My shins pierced by the mid-morning sun, entering the first shop through the hard plastic streamers was heaven. The cool A/C calmed my scorched skin and although the water cooler looked a little worse for wear it stood in the back of the shop like a mirage in the desert.
It was impossible not to be moved by the beautiful handbags within. The Bangladeshi shop assistant hovered around us, calling, “Mulberry, Jimmy Choo, Chanel, Gucci, Marc Jacobs, what you like, I help you.”

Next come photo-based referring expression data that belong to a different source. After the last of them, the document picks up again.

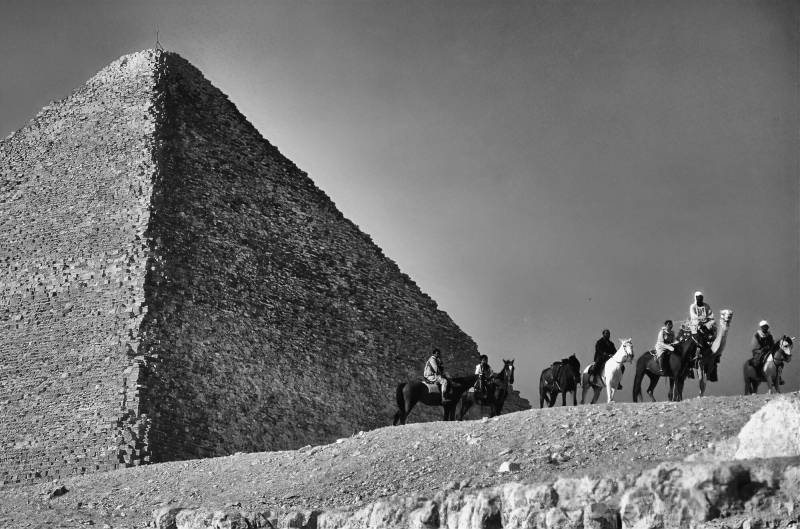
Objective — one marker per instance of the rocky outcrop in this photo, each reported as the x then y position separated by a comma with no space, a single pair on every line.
670,495
773,431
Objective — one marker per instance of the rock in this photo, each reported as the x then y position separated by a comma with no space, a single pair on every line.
58,491
193,519
525,505
681,494
426,516
600,516
508,466
772,431
481,510
226,520
164,517
300,519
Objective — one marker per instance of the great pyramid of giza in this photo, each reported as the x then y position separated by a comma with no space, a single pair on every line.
173,287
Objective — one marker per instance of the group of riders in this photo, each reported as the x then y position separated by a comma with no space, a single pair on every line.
434,374
700,327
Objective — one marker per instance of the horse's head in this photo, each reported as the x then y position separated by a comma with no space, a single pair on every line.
574,363
626,345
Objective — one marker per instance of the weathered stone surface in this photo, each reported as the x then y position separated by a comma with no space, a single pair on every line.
773,431
173,287
164,517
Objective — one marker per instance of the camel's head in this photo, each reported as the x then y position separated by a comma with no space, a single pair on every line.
626,344
786,346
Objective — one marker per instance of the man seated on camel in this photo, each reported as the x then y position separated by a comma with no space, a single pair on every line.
664,342
434,372
701,320
484,372
761,346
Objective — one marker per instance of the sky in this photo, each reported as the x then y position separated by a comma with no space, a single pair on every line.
543,170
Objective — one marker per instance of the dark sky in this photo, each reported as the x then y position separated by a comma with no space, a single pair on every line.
542,169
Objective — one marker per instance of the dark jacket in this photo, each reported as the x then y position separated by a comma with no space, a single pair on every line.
761,344
603,350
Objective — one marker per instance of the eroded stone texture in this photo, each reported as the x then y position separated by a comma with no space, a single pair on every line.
670,495
75,191
173,287
773,431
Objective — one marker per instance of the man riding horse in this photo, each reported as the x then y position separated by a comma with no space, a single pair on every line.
701,320
484,372
604,349
761,346
434,373
664,342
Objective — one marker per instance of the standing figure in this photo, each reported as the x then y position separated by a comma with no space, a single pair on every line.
701,319
664,342
484,371
434,372
604,349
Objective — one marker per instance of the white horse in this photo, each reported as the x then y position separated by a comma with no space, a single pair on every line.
612,372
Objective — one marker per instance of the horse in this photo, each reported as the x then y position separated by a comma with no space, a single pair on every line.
408,394
561,377
680,362
612,371
597,382
497,389
780,353
708,357
678,370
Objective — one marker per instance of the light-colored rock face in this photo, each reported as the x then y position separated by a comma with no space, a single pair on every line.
75,188
773,431
670,495
173,287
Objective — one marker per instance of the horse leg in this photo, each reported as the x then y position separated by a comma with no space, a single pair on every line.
400,416
702,381
466,404
653,383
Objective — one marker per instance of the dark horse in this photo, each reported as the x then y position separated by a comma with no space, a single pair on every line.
561,377
410,393
497,388
773,364
679,362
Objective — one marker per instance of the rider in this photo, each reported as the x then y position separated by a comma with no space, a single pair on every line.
761,345
664,342
484,371
701,319
434,372
603,350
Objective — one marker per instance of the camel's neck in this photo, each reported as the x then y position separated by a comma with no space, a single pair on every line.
719,342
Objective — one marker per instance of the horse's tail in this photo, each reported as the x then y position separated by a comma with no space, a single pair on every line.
542,384
641,366
401,404
748,383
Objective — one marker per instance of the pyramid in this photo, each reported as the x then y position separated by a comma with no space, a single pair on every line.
173,287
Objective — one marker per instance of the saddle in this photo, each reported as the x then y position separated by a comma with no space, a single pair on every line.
433,387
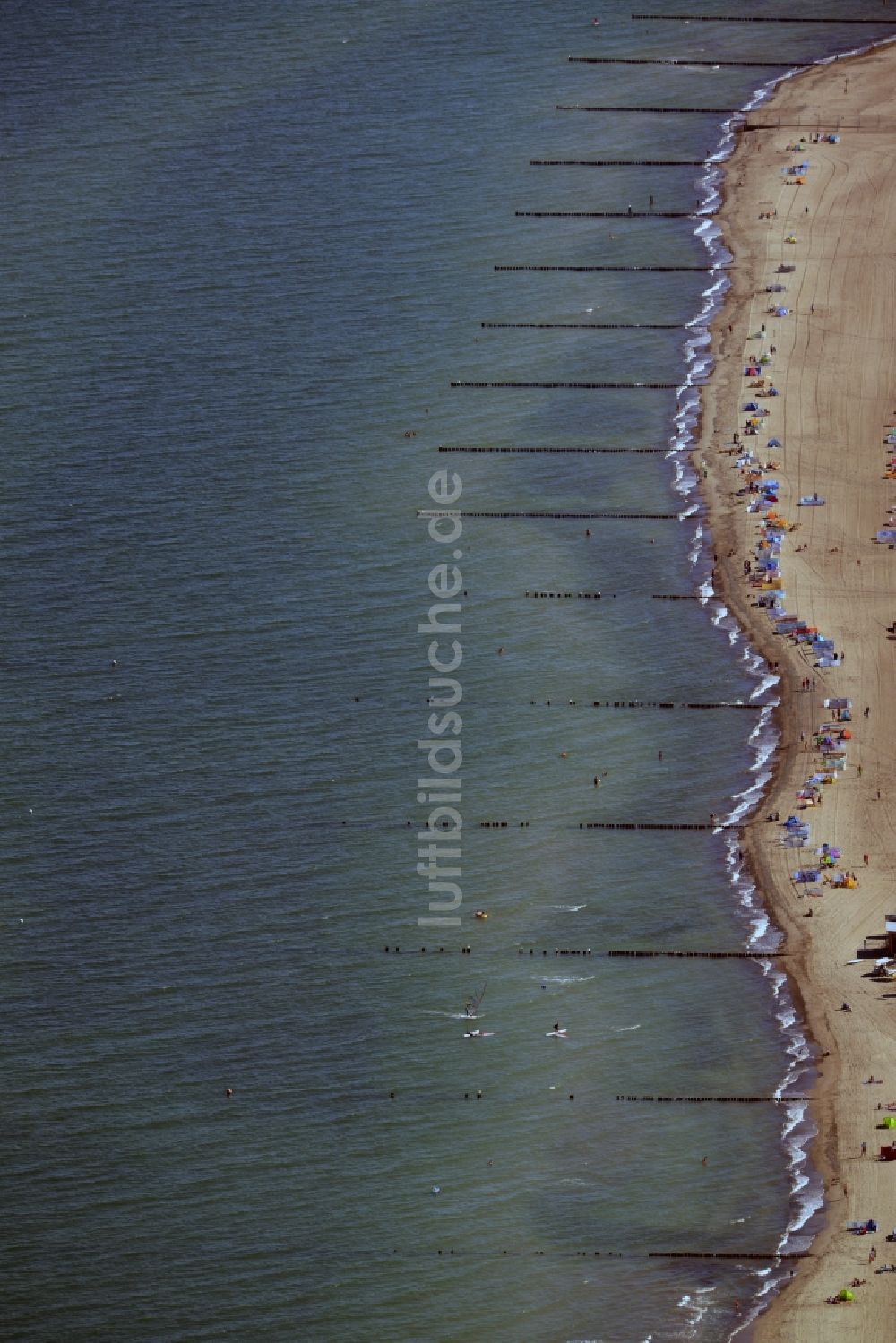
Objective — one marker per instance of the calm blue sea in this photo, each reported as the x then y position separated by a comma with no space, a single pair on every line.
246,250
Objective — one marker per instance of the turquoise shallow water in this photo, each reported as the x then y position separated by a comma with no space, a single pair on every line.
246,249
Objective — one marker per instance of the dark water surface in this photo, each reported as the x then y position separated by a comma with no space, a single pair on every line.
246,249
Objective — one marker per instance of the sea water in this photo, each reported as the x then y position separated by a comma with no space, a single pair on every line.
246,250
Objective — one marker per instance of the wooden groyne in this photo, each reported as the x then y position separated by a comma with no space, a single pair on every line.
605,214
587,452
654,825
582,387
685,61
616,163
659,271
704,955
576,327
579,951
662,112
654,517
735,1254
670,704
751,18
716,1100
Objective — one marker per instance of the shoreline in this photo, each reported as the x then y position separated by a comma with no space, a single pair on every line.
845,183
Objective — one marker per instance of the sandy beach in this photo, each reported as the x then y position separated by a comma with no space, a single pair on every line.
831,358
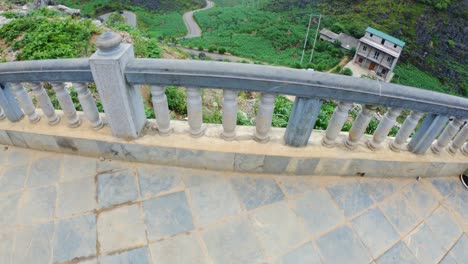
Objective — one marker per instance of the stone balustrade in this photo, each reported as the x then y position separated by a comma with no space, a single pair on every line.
117,75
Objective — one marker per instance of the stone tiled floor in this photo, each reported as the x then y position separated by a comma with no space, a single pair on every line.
69,209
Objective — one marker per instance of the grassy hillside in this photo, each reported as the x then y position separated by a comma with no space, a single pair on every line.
434,30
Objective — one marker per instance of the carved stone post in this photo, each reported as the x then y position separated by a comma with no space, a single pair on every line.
431,126
67,104
89,105
122,102
194,111
45,104
336,123
459,140
161,109
384,128
25,102
301,121
359,126
405,131
447,135
229,114
2,114
264,118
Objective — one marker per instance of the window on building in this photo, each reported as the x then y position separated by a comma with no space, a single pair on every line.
376,54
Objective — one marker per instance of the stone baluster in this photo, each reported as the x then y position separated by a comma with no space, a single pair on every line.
229,114
45,104
430,128
465,149
301,121
359,126
121,101
2,114
264,117
385,125
459,140
405,131
89,105
67,104
161,109
25,102
336,123
194,111
447,135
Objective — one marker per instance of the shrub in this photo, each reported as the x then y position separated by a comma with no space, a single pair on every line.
176,100
222,50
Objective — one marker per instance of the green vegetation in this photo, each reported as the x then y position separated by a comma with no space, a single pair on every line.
261,35
42,34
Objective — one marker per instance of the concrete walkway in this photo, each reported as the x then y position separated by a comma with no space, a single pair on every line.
193,30
70,209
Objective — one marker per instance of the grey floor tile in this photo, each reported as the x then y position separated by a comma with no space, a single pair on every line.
38,205
399,253
45,171
76,197
257,192
13,178
75,238
78,167
375,231
424,245
168,250
448,259
134,256
379,189
457,201
167,215
18,157
318,211
116,188
351,197
304,254
34,244
343,246
277,227
444,227
233,242
121,228
9,209
6,246
446,185
421,199
293,186
214,201
154,180
459,250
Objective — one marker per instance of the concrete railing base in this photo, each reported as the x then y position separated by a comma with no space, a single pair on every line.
243,154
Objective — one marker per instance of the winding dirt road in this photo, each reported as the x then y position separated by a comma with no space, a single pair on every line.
193,30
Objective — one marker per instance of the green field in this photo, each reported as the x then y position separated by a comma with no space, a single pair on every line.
262,36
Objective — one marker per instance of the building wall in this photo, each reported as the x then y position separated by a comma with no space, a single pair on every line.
387,43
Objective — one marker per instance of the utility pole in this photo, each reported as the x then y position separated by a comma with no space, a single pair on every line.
315,40
306,38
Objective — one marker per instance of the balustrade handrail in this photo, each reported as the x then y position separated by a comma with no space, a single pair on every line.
58,70
282,80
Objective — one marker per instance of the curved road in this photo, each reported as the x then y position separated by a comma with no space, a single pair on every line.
130,17
193,30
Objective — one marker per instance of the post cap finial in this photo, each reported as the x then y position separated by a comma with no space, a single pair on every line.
108,41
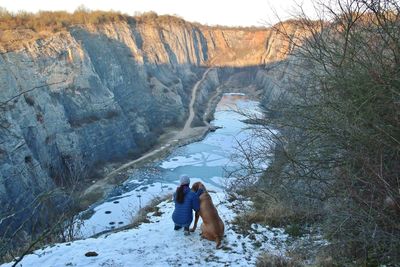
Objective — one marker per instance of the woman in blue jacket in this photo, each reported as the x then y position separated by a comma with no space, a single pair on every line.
185,201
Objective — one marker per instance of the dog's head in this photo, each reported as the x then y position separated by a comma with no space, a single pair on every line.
198,185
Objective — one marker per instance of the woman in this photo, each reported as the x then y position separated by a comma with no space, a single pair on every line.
185,201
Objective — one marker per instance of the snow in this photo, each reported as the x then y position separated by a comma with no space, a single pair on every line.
157,244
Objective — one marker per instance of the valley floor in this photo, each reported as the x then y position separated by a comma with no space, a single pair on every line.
157,244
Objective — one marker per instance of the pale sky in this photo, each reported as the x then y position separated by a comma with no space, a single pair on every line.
211,12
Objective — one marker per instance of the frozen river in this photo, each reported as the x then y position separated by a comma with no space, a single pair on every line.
209,161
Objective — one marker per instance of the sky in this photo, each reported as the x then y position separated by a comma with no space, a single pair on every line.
210,12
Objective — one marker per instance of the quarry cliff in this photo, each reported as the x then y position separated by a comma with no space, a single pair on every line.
74,99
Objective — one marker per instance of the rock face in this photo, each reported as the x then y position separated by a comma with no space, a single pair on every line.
97,93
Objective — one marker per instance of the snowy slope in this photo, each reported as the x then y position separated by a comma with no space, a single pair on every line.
157,244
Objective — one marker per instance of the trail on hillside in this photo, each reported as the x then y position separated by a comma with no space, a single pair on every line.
180,136
189,120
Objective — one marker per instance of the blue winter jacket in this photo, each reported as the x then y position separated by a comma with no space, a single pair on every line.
183,214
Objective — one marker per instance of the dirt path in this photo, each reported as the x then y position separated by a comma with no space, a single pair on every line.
166,142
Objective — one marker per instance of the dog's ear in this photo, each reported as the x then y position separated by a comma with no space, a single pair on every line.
195,186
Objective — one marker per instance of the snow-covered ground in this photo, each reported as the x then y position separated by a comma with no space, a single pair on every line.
157,244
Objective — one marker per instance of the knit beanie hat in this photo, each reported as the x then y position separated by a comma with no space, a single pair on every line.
184,179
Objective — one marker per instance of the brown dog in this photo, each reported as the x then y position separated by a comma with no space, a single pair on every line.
212,227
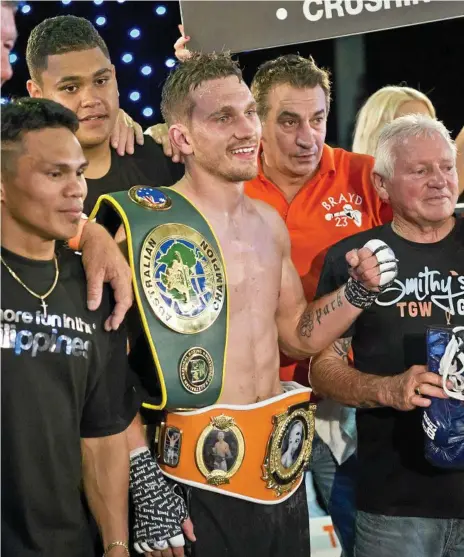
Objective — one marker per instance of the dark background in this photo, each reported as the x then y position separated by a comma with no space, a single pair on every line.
427,57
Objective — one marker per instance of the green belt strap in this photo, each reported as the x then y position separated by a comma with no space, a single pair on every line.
181,292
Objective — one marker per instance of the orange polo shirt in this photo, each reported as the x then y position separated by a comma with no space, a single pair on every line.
337,202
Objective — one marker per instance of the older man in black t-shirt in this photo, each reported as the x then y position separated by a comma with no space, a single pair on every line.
407,506
66,397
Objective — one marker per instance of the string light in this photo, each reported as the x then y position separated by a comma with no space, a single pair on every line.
134,33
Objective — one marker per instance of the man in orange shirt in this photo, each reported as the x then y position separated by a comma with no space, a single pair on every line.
323,195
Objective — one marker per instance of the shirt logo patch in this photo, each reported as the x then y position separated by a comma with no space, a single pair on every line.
343,210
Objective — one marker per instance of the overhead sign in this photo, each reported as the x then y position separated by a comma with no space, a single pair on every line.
250,25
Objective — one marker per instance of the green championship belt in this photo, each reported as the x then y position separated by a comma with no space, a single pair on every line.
181,292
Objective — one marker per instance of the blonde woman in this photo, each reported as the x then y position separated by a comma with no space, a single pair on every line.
387,104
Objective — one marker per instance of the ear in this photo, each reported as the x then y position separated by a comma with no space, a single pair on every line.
379,184
181,139
34,89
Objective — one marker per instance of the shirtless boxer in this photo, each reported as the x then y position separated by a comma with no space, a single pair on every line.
213,122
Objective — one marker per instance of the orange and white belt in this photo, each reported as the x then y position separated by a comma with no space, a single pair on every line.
256,452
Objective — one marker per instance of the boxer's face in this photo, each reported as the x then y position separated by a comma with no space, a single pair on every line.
8,40
295,437
294,130
225,129
46,189
424,187
84,82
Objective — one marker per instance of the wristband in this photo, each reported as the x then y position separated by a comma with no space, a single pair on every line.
117,544
358,295
73,243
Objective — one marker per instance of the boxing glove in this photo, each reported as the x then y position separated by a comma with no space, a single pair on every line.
443,420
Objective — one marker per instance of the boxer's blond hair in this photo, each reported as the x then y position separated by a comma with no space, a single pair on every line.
381,109
292,69
176,100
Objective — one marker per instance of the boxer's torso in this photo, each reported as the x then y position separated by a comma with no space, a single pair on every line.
253,258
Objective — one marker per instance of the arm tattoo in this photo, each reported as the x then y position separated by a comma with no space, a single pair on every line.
341,348
307,324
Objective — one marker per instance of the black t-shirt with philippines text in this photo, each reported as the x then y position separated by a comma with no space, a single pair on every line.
63,378
394,478
148,166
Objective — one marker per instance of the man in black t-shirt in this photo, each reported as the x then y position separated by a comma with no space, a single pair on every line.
66,397
406,506
69,63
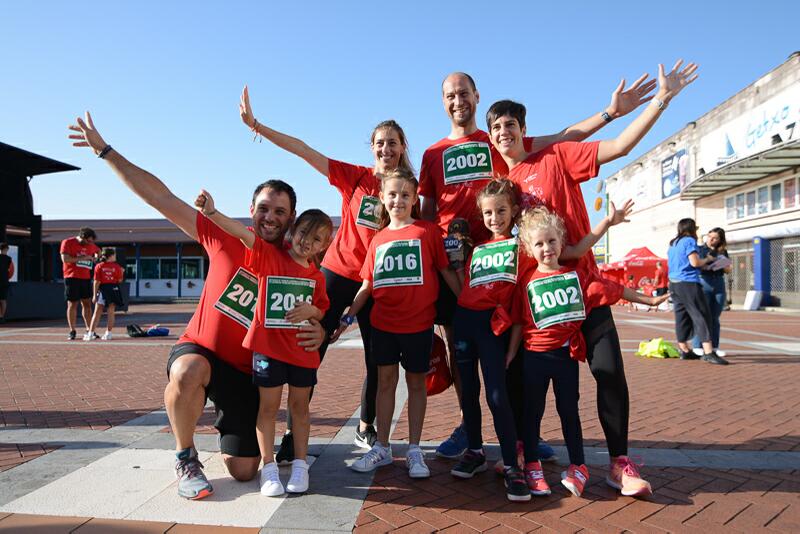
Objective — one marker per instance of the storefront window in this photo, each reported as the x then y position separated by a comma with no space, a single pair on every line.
789,192
775,197
751,203
763,196
190,268
730,208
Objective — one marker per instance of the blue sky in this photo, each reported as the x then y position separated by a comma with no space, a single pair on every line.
163,79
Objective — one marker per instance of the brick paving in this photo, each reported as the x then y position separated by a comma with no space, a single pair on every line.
751,405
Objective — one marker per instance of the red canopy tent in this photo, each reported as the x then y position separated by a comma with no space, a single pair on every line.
639,262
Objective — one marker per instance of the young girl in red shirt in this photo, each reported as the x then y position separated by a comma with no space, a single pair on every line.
400,273
291,290
549,307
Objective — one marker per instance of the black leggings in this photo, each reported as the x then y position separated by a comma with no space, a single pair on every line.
341,291
475,341
539,369
605,361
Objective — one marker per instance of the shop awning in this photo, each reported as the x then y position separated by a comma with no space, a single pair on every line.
771,161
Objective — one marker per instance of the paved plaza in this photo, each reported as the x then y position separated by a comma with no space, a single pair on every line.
85,444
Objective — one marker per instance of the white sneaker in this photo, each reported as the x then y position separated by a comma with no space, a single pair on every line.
415,461
377,456
270,482
298,482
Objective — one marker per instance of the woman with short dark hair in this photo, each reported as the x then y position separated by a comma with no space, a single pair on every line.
692,316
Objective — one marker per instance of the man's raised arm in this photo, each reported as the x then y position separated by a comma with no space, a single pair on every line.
146,186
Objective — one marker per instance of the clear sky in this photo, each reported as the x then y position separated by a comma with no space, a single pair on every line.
163,79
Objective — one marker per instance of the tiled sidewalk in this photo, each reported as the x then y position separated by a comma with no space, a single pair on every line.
48,384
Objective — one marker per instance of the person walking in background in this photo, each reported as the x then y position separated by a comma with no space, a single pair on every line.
108,275
692,316
6,272
78,255
712,280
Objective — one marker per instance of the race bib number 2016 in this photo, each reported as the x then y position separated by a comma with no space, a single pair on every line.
368,212
556,299
238,301
494,262
398,263
283,293
467,162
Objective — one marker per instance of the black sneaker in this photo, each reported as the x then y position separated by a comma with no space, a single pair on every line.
516,488
367,438
712,357
285,454
470,464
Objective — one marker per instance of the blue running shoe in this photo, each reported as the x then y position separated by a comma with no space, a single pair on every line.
455,445
546,452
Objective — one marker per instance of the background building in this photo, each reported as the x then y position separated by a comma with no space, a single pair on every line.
736,167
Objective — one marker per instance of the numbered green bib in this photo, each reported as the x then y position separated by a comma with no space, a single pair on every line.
398,263
368,212
238,301
283,292
467,162
556,299
494,262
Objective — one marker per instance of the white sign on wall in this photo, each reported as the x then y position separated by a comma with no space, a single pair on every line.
752,132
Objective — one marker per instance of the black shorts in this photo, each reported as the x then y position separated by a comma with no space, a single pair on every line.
445,303
110,294
77,289
413,351
269,373
235,401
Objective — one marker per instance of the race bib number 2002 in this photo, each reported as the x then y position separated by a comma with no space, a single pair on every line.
556,299
238,301
467,162
494,262
398,263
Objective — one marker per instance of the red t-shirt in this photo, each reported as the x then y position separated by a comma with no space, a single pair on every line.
359,189
281,283
82,269
553,177
108,272
405,282
491,274
552,306
228,301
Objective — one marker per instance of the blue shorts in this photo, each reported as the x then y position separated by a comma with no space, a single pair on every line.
269,373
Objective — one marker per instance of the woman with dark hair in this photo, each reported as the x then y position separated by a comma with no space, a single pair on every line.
692,316
712,280
359,187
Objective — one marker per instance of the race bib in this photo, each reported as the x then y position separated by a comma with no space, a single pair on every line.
494,262
283,293
238,301
398,263
467,162
368,212
556,299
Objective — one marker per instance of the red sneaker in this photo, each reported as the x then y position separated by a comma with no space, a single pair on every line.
575,478
623,474
534,476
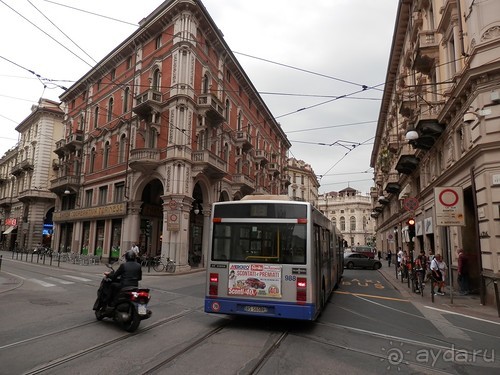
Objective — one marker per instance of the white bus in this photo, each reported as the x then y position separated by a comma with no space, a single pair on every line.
271,256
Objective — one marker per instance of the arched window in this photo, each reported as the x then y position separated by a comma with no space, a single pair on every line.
96,117
156,80
105,158
122,149
342,223
92,160
125,99
205,84
110,109
227,109
238,125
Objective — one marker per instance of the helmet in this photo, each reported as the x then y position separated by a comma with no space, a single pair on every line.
129,255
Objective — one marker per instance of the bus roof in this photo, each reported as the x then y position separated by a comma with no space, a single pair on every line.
263,197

I was just getting acquainted with a classy little Chloe number and while the price was favourable, the quality was a little dubious, it looked perfect but felt plastic. I pawed and fingered the clutch before finally expressing my concern.
“I understand, ma’am, I can see now, you want real copy, this I have, please follow me.”
Leaving my pals downstairs, I followed him into the back section of the shop, where he revealed a simple wooden ladder.
“You first,” said the assistant. Aware of my bubbling cellulite, I took to the ladder and felt his breath on the backs of my legs as we climbed up to a claustrophobic loft with a stifling smell of leather.
Had I been blindfolded the atmosphere would have indicated that I was in some sort of torture/pleasure chamber with leather trimmings. With my eyes wide open, the beautifully finished handbags, exact copies made with the highest quality leather, oozed sex appeal. The only torture was having to decide which one would be mine.
I touched, smelled and felt each one before nailing it down to a final three. Greed and wont made it impossible to have just one — ironically the very reason I emigrated to the Middle East, to support a portfolio of unrentable property in Ireland.
My pleasure passed, the ugly side of the transaction ensued. We haggled to and fro for almost 20 minutes about money, which cheapened the earlier enjoyment.
The day continued in this vein, leaving me tired and spent. Lunch didn’t transpire, but on the way home we stopped off at the Golden Arches for a Big Mac and fries. All of us happy with our purchases and I was extra happy because I knew their bags were fake fake and mine was a real fake.